Seventy-four properties have been added to an evacuation order issued earlier Sunday by the Cariboo Regional District.
Emily Epp, spokeswoman for the regional district's emergency operations centre, said people have been told to leave about 120 properties due to flooding.
Residents were being advised to take a forest service road, or stay on their properties if access roads have already been cut by high water.
"The RCMP will be in the area (this) morning to help evacuate them by helicopter," Epp said.
The regional district news release said those residents would be airlifted to a staging point where a bus would take them to an evacuation centre in Quesnel, about 100 kilometres to the east.

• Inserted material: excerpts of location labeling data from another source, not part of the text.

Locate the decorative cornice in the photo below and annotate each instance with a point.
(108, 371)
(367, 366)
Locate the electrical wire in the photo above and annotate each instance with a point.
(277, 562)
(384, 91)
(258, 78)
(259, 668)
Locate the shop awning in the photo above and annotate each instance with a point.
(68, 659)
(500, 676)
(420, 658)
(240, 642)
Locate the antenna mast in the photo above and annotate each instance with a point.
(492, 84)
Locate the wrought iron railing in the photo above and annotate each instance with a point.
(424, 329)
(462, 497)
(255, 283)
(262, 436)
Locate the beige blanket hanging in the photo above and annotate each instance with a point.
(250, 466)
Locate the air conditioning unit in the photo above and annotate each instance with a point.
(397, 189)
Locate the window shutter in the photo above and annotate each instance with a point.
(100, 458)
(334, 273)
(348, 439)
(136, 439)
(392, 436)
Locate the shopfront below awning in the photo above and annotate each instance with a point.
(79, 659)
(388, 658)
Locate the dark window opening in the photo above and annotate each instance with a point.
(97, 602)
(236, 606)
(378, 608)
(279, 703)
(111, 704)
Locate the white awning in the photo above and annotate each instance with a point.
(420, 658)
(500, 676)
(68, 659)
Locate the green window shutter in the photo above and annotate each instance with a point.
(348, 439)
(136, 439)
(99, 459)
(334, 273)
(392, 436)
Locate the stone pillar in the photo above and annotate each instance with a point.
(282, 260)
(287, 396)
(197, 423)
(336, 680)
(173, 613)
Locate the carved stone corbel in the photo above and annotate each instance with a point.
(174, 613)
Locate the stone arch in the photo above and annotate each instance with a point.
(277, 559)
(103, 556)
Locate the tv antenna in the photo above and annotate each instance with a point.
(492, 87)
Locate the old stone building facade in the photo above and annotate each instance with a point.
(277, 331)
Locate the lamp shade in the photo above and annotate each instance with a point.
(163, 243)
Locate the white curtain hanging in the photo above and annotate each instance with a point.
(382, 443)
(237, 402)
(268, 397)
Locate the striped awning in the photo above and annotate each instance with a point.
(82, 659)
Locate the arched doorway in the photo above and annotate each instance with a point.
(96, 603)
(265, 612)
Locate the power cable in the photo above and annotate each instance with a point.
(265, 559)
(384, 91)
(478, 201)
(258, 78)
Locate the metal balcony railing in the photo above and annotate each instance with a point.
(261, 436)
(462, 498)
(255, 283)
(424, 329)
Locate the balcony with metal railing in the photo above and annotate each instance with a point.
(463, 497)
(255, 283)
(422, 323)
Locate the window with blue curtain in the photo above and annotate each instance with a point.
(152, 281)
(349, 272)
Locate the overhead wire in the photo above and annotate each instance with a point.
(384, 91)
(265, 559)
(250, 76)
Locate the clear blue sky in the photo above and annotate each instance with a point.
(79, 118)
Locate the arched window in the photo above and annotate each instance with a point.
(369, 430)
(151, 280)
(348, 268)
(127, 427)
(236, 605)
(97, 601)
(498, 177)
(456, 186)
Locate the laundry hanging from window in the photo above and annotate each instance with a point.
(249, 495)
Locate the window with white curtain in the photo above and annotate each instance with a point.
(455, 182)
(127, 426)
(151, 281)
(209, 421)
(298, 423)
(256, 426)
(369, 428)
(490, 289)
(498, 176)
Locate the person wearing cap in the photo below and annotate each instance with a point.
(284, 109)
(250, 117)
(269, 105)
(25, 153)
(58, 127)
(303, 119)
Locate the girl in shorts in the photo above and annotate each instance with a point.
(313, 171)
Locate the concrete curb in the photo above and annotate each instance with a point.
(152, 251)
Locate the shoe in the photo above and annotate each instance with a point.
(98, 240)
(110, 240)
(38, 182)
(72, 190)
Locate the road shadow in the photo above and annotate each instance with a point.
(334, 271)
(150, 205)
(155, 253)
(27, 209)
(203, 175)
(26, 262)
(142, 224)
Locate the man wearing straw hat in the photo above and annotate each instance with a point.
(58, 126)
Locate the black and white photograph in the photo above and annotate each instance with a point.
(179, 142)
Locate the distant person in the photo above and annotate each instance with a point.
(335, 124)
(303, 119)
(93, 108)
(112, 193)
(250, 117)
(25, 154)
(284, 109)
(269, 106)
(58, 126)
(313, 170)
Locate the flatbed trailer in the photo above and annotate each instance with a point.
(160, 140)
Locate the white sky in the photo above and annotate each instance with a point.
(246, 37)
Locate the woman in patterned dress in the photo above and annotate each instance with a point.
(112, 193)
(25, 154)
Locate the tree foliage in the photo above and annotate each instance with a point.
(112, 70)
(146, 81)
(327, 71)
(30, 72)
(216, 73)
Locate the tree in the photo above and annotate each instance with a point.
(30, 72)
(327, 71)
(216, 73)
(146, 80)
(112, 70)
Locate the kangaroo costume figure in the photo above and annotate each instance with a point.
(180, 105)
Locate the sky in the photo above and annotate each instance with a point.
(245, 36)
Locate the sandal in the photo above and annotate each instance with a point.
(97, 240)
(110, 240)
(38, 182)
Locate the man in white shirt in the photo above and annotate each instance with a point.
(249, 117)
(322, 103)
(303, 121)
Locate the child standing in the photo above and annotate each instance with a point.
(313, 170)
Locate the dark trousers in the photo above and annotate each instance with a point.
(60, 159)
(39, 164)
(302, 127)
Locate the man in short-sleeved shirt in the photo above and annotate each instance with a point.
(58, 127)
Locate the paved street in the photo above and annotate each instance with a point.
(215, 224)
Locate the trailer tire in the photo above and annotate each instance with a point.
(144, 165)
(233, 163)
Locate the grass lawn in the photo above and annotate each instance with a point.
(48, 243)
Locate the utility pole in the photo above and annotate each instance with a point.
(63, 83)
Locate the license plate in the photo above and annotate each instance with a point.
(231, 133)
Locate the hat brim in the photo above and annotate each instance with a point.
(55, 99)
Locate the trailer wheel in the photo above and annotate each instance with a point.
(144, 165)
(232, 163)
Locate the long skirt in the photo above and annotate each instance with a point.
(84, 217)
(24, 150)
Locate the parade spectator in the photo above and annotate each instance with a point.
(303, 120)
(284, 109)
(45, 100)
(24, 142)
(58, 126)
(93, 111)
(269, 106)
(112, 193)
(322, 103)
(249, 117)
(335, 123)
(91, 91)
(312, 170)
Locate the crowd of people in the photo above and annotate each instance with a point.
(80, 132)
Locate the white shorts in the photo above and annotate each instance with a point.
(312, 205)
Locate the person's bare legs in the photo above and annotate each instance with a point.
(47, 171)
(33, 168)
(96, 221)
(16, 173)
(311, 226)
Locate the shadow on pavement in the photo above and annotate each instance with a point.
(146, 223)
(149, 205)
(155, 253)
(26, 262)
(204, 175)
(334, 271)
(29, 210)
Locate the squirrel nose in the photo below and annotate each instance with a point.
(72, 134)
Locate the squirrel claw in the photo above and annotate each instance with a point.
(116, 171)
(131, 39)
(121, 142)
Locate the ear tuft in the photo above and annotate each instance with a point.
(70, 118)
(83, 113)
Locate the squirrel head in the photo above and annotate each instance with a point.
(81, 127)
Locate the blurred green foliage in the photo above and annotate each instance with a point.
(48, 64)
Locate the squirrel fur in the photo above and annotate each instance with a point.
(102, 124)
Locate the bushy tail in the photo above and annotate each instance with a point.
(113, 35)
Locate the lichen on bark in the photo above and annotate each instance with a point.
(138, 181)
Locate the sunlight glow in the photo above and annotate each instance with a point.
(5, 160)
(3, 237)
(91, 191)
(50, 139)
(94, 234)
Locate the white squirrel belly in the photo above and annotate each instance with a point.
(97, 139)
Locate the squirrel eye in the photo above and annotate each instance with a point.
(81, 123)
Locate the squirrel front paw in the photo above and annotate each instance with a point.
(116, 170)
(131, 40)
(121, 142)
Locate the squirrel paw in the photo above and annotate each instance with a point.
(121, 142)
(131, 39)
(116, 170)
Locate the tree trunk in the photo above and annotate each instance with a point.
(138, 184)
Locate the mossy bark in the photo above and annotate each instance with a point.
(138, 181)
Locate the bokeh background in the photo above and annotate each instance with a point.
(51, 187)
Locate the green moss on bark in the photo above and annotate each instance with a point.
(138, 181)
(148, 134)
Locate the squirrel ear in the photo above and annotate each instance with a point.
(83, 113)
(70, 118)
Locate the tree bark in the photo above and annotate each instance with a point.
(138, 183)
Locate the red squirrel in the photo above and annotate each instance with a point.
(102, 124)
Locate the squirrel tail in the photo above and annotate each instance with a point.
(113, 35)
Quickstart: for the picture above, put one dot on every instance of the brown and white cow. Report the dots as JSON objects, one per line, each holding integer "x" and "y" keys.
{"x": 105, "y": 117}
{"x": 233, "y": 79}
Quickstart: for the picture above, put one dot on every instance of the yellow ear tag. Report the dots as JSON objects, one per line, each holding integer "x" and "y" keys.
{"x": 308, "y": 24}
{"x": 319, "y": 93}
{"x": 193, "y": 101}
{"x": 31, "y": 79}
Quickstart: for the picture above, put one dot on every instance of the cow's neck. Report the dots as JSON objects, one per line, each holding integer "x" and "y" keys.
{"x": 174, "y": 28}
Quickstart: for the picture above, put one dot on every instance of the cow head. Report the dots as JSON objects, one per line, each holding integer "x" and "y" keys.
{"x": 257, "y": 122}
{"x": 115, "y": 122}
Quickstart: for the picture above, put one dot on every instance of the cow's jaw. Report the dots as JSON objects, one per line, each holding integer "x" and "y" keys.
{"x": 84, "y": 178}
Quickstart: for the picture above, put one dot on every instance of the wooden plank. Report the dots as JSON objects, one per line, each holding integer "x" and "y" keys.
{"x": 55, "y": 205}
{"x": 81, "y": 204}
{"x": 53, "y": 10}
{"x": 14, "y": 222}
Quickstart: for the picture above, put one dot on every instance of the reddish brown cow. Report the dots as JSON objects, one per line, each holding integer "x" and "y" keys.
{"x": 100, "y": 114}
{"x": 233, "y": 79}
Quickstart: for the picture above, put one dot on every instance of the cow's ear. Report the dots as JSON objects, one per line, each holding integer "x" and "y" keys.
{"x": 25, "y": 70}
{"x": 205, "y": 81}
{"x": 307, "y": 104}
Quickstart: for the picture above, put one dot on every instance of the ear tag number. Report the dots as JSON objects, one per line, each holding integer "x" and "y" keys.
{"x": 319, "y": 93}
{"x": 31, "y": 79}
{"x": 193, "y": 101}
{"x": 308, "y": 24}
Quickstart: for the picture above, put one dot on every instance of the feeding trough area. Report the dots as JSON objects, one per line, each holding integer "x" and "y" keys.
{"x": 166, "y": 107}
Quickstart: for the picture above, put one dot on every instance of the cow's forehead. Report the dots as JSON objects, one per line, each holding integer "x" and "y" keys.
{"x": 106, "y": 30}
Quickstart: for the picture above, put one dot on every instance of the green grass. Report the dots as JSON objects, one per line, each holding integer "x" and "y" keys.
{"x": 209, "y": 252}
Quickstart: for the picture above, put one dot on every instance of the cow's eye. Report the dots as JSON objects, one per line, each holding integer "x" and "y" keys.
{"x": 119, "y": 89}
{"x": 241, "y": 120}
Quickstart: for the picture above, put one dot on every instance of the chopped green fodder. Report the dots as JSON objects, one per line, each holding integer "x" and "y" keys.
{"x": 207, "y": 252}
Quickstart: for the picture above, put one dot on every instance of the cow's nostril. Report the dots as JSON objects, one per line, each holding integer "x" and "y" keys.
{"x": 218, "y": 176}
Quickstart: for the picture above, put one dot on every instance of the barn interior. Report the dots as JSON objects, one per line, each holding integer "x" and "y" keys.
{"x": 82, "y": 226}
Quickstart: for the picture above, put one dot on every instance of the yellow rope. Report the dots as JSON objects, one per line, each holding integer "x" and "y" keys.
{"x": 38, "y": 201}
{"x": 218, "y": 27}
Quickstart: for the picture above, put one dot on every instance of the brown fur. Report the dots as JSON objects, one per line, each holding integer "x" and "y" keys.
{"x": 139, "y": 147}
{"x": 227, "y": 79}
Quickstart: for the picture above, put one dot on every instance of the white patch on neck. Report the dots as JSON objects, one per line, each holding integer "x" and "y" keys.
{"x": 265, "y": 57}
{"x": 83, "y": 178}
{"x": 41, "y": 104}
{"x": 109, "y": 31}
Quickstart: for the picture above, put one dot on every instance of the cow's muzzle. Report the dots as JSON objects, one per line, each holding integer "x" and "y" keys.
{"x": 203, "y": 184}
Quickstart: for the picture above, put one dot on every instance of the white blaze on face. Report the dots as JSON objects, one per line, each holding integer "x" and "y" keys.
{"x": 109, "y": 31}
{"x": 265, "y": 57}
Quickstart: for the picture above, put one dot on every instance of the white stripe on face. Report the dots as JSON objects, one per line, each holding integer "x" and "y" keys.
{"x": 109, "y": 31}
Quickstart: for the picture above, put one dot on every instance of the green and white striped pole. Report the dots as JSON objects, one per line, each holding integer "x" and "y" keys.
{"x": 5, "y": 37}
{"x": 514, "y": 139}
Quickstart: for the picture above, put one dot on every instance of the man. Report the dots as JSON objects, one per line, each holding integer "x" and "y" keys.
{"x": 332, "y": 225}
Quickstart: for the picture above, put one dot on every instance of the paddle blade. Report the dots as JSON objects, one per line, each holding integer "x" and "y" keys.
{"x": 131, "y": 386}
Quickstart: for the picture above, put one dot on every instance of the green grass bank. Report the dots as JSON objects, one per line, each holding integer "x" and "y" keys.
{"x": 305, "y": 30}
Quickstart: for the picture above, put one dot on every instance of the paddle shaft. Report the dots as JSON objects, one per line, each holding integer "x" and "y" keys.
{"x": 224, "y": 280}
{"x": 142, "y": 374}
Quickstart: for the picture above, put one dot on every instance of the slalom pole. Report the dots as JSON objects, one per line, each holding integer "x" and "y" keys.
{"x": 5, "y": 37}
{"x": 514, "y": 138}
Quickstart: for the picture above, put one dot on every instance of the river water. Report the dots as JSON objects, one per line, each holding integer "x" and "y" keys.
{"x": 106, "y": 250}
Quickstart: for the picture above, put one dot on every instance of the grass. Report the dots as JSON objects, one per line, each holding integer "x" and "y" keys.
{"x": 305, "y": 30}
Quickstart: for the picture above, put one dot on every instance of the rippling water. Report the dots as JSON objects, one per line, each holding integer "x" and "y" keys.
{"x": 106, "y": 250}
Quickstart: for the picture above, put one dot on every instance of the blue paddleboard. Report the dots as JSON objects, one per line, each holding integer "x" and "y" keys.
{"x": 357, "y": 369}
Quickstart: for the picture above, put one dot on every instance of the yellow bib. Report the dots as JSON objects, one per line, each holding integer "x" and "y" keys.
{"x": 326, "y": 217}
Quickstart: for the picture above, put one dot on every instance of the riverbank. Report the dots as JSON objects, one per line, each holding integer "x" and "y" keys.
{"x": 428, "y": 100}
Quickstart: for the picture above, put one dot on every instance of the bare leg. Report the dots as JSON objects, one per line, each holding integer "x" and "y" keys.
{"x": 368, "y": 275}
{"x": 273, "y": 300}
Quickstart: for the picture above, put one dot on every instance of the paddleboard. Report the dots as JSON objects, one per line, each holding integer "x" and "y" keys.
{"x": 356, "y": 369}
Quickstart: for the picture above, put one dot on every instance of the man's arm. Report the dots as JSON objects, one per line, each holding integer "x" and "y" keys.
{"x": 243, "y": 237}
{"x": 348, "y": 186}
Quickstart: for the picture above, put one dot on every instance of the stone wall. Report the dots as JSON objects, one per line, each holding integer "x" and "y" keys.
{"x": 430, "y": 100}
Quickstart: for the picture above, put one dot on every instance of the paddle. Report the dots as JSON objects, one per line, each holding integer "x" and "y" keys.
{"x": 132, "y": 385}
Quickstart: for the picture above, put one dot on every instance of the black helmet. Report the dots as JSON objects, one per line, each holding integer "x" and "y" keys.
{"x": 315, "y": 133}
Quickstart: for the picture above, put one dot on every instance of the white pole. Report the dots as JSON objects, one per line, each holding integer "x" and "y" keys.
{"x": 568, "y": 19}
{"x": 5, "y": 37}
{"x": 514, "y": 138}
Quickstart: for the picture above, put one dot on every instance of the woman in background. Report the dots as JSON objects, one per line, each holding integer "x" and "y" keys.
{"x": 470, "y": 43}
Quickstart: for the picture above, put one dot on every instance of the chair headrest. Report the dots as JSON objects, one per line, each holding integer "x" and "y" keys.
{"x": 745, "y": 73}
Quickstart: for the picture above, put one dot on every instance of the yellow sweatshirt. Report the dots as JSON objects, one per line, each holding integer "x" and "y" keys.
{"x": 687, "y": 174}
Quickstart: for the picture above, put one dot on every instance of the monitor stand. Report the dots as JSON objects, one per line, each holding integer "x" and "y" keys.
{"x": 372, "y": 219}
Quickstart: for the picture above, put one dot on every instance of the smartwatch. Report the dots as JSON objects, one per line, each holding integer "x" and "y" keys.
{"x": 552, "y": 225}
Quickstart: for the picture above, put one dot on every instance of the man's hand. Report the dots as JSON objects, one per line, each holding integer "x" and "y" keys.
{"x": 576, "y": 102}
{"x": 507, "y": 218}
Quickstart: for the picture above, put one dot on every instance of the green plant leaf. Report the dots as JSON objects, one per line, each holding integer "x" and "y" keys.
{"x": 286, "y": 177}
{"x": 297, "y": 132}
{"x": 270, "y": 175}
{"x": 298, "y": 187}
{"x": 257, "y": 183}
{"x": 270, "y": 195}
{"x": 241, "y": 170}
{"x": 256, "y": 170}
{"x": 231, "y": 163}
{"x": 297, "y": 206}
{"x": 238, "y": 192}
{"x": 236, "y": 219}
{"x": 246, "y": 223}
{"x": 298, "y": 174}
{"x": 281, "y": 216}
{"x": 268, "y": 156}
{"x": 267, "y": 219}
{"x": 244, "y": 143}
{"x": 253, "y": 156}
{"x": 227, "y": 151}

In southern B.C., evacuation orders also remain in effect for 148 properties in the Okanagan-Similkameen Regional District community of Tulameen, several more north of Oliver and for about a dozen in the community of Killiney Beach on the northwest side of Okanagan Lake.
Many more evacuation alerts are posted, including one by the Regional District of Central Kootenay covering homes in the Six Mile area just north of Nelson.
Flood warnings have been issued by the River Forecast Centre for the Nazko and West Road rivers of central B.C., while flood watches are in effect for many other waterways around the Cache Creek, Merritt, Williams Lake and Quesnel areas.
Rapidly rising river levels and the likelihood of flooding in low-lying areas for the southern Interior, Boundary, Kootenay and Peace regions, prompting the River Forecast Centre to maintain high streamflow advisories in those regions
Recent rains, extremely heavy snowpacks and another round of temperatures in the mid to high 20s for many parts of southern B.C. are expected to add to flooding risks in the coming days.